“A PIOR COISA QUE O CRISTIANISMO FEZ POR MIM FOI CONDENAR A MASTURBAÇÃO”

Com quantos anos o senhor se casou pela primeira vez?
Com 27. Meu primeiro casamento durou 25 anos e me deu três filhos. O casamento não foi bom. Aliás, todos os meus casamentos duraram de metade a dois terços a mais do que deveriam ter durado, até o mais curto deles, que durou três anos. Separar é muito difícil. Mas aconteceu o fato de que eu casei e seis meses depois não tinha mais nada de cristianismo na minha cabeça. Meu interesse então se limitava a Jesus Cristo.

E a ruptura com a religião se deu por quê?
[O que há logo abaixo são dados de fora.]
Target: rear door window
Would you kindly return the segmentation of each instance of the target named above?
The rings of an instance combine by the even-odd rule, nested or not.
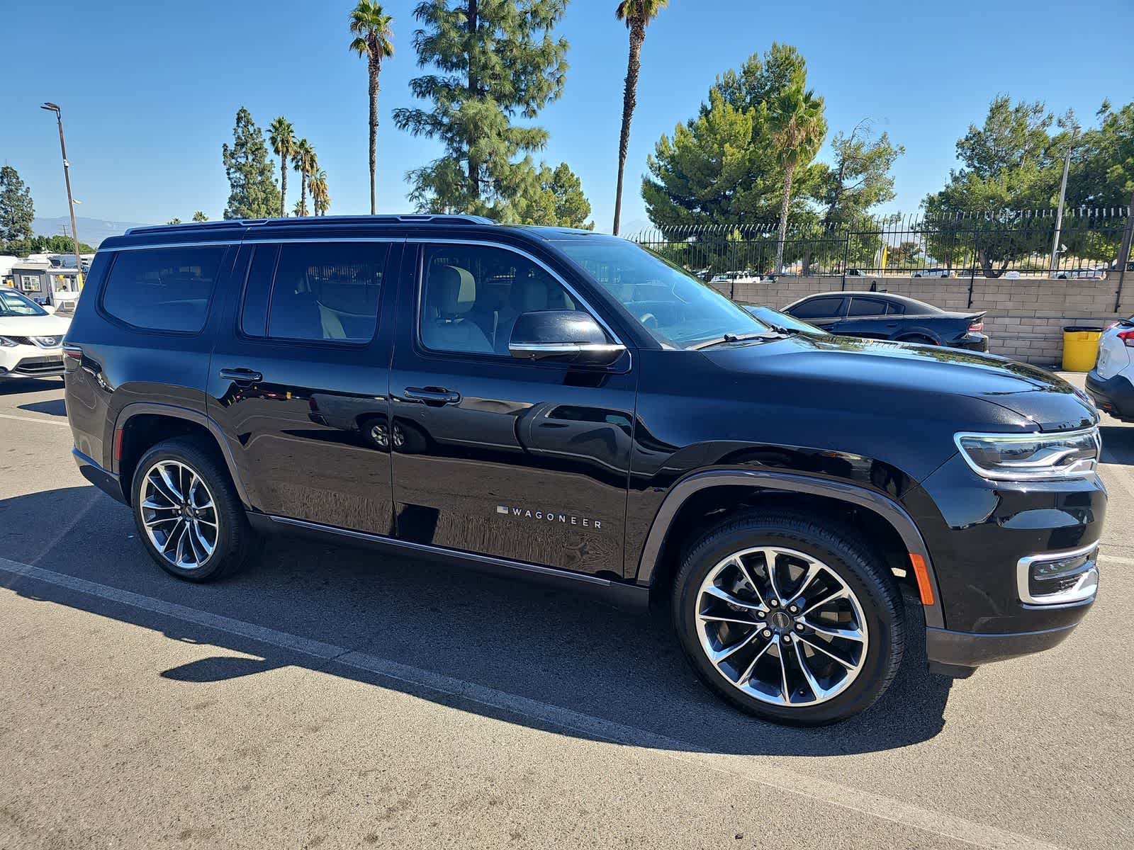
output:
[[[240,330],[249,337],[370,342],[389,250],[387,243],[255,246]]]
[[[797,304],[788,311],[797,318],[829,318],[841,315],[843,298],[813,298]]]
[[[881,298],[861,298],[855,296],[850,299],[848,316],[885,316],[886,301]]]
[[[196,333],[205,326],[226,246],[120,250],[102,308],[135,328]]]

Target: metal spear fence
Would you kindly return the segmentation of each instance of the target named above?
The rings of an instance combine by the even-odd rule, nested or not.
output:
[[[1065,210],[1058,235],[1055,210],[795,223],[784,238],[782,274],[1100,279],[1128,263],[1119,252],[1131,218],[1128,207]],[[721,282],[771,274],[779,228],[662,224],[632,238]]]

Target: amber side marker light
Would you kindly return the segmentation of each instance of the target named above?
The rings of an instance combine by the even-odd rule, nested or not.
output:
[[[921,555],[909,553],[909,563],[914,566],[914,576],[917,578],[917,592],[921,594],[923,605],[933,604],[933,585],[929,580],[929,570],[925,569],[925,559]]]

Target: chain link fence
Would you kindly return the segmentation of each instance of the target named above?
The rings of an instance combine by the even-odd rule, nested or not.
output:
[[[1099,279],[1119,270],[1128,209],[894,215],[824,226],[793,224],[784,274]],[[709,279],[773,272],[778,224],[676,224],[632,239]],[[1123,257],[1128,262],[1128,256]],[[1131,270],[1134,272],[1134,269]]]

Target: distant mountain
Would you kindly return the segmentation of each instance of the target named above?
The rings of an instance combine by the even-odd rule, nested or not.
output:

Eu já estava começando o consultório, como psicoterapeuta, conhecendo a tristeza do mundo. Até então, a família para mim era linda. Mas no consultório percebi que não era nada disso. Comecei a entrar na vida das pessoas e conhecer a realidade delas, as dificuldades, os sofrimentos, as angústias, o outro lado da família. Na mesma época meu casamento começou a encrespar.

Por quê?
Por tudo.Tinha brigas homéricas com a minha mulher, mas só na minha cabeça. Nunca brigamos de verdade. A nossa briga era inglesa, só de caras. E eu passava o tempo todo da minha folga pensando no meu casamento, no porquê de não estar dando certo. Depois de anos percebi que não estava discutindo o meu casamento, mas o casamento. Eu saía de casa de bico por causa dela, chegava ao consultório e a primeira coisa que eu ouvia do paciente era que ele não agüentava mais a mulher dele. Então comecei a perceber que o casamento é isso, e não o meu que é uma tragédia. Infelizmente, ele era normal.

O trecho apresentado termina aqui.